The huge mix throws up interesting happenings. Permit me to share the experiences of two morally sound candidates. They spoke to me about them some years ago.
‘It is my red hot weapon to combat politicians who embrace lies to further their goals…’
Candidate 1 :
Being a Bengali he had seen all kinds of coconuts. But what totally surprised him was the colour of the coconut he was offered at the meeting we plan to discuss. It was red. It was served to him after he was done with the day’s election campaign. He was contesting the West Bengal Assembly election.
He made it a point to find out the mystery behind the red colour.

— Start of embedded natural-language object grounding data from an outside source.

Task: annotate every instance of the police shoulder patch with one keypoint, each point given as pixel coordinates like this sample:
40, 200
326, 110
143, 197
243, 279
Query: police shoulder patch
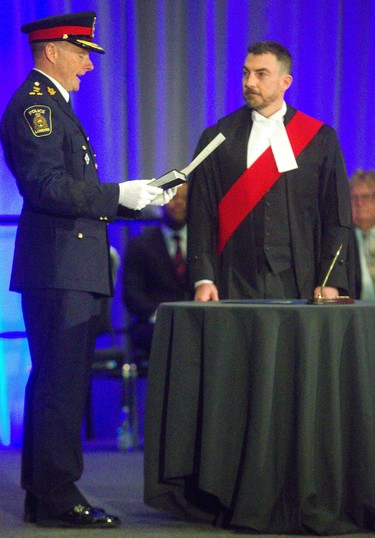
39, 119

He asked his host from where did he get the coconut.
The coconut was green, but the host had decided to paint it red. The candidate asked him what was the idea behind the whole exercise.
He was told emphatically that after winning some contestants tend to ignore their voters. They go as far as not recognising their supporters. “If something like that happens to me then I shall say I am the same guy who made you drink the red coconut water,” the smart villager told the candidate leaving a huge group of people in splits. “It is my red hot weapon to combat politicians who embrace lies to further their goals,” the supporter added.
Candidate 2:
A man, who remained a member of the West Bengal Assembly for 15 years or so, lost his seat to a candidate who had totally personalised his campaign. He went around the constituency telling the voters at every rally that though the sitting member claimed to be a Muslim, in reality he wasn’t. This worked up the predominantly Muslim electorate. When asked why was it so? The rookie said because the sitting member had not undergone the physical change that is mandatory for all Muslim males.

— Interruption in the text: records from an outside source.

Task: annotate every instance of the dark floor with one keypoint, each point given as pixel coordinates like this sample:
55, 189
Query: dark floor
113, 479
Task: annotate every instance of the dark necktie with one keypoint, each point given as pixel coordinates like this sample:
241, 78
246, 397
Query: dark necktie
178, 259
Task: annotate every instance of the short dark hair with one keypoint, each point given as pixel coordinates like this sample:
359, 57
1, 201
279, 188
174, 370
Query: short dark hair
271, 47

Initially people laughed at the allegation, but ultimately it paid off. The new contestant won the seat. It is believed by many that months after the election, the defeated candidate admitted to some close friends that he actually couldn’t think of a way to prove in concrete terms that the charge was totally wrong. He grudgingly conceded that the assault was downright cheap, but watertight.
We are now looking forward to many more happenings as millions of Indians prepare to vote on April 19. The exercise will continue for six weeks. The voters will have a new dispensation by the first week of a scorching June.